Dorte Fouquet of the German legal firm BBH, who drew up the complaint, said that EU energy policy was based on having an open market with a level playing field. "The commission has repeatedly underlined that distortion of the market is to a large extent caused by subsidies to the incumbents in the energy sector", she said. "This complaint aims to shed some light on the recent shift in the energy policy of the United Kingdom where strong signals point to yet another set of subsidies to the nuclear power plant operators". Last year, a committee of UK MPs also said that the government was subsidising nuclear power, despite promises that it would not. It sees the construction of about eight new reactors within a decade as essential for meeting climate change and energy security goals.

Although most of the complaint concerns the UK, some of its ingredients would apply to other EU nations as well, especially the capping of nuclear liability. Estimates prepared for Energy Fair suggest that if operators had to buy insurance at the market rate, that would add at least 14 euro¢ (12p) to the price of one kW-hour ( kW) of electricity-and potentially 20 times that figure. With electricity in the UK retailing around 12p/ kW, that would mean at least a doubling of the price.

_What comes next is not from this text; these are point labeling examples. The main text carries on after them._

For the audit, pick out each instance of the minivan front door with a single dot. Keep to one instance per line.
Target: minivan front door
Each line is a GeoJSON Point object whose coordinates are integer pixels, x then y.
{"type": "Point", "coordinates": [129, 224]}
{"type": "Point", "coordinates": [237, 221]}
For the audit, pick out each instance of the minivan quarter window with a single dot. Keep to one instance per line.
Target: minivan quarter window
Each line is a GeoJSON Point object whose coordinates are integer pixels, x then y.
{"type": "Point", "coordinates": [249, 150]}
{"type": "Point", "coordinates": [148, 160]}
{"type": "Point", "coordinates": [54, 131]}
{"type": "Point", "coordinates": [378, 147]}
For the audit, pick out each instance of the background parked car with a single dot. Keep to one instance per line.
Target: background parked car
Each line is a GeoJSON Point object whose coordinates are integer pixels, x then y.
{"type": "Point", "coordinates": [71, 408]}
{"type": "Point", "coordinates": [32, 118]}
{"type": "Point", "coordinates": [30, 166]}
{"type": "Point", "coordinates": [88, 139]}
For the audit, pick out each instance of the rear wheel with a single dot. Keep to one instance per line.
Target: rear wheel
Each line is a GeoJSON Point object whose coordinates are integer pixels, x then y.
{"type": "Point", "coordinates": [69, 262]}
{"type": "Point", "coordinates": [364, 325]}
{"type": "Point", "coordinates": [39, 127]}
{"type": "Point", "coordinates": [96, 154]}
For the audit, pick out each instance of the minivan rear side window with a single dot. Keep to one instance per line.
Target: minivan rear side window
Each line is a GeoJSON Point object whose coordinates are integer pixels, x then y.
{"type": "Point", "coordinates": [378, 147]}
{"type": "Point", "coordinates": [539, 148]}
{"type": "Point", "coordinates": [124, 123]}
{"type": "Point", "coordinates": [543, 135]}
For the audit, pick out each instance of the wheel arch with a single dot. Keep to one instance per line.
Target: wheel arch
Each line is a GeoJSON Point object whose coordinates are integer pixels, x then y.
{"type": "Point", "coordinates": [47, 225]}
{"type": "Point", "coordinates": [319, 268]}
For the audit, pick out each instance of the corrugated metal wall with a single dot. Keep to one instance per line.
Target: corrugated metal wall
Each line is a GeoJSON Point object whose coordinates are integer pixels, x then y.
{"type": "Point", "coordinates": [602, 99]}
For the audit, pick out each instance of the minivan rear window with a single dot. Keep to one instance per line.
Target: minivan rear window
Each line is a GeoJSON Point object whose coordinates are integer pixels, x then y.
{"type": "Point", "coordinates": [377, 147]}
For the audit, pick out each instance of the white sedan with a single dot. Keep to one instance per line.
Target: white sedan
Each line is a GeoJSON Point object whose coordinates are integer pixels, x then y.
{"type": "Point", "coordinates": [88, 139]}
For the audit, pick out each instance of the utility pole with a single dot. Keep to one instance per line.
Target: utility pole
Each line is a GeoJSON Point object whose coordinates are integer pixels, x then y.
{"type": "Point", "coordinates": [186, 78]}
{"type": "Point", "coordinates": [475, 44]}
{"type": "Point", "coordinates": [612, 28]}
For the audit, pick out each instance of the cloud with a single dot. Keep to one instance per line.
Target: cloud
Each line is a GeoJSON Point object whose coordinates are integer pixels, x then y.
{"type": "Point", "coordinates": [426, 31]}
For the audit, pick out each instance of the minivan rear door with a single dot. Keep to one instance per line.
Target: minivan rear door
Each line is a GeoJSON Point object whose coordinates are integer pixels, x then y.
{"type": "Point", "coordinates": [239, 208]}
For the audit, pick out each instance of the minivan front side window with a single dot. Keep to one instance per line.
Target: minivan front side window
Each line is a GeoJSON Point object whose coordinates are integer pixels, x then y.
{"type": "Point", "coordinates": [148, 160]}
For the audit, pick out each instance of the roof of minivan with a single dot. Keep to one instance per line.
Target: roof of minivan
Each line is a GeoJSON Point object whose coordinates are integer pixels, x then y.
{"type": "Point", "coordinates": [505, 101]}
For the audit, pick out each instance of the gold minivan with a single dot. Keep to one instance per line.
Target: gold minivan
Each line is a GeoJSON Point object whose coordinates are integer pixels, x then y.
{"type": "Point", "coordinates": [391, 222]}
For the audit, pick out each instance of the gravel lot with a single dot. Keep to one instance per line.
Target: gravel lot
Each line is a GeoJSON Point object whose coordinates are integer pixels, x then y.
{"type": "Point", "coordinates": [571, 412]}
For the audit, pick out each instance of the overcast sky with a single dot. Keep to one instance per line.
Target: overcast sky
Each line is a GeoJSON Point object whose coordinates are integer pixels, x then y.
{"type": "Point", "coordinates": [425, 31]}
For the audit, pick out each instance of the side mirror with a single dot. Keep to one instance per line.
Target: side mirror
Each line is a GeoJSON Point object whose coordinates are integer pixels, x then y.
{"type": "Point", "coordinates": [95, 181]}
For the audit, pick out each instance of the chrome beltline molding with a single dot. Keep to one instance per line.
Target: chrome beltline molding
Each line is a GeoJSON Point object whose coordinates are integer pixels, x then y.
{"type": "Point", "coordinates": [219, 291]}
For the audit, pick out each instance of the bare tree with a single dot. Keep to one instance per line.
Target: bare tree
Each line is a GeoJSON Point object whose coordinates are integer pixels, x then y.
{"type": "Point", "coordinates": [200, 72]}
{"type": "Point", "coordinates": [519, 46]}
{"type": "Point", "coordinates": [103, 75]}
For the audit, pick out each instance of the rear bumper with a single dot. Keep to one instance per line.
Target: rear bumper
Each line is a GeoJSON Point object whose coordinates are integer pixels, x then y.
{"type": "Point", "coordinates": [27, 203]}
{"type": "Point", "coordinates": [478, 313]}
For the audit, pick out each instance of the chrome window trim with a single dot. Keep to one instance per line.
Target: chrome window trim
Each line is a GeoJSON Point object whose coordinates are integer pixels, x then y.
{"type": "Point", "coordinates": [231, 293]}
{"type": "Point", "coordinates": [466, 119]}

Campaigners have repeatedly said down the years that all nuclear programmes are in fact underwritten by the state whether they are government-owned or private, because the clean-up costs from major accidents are enormous and the companies involved are considered "too big to fail". Current UK proposals call for the operator to be liable for the first £1bn of cost from any accident. This is about a seven-fold increase on previous levels, but still a long way below the costs of a disaster such as the one that befell the Fukushima Daiichi nuclear power station in Japan last year.

That has left the plant's owners, the Tokyo Electric Power Company (Tepco), facing a bill of multiple billions of dollars and reliant on state support-and perhaps eventual state ownership-to survive. From a uniquely UK perspective, Fair Energy is focussing on elements of the Electricity Market Reform package that the Department of Climate Change and Energy Efficiency (Decc) released last year. "The introduction of a carbon price floor is likely to result in huge windfall handouts of around £50m a year to existing nuclear generators", said Caroline Lucas MP, leader of the UK Green Party.

"Despite persistent denials by ministers, it's clear that this is a subsidy by another name, which makes a mockery of the Coalition pledge not to gift public money to this already established industry". A Decc spokesman said the government's policy of no subsidies for nuclear, established in 2010, still stood. "We are confident that our proposals to reform the electricity market to incentivise all low carbon generation are entirely consistent with that policy of no subsidy", he said. The European Commission could take up to 18 months to consider the complaint. A finding in Fair Energy's favour could potentially derail the UK's nuclear expansion plans-and those of other countries.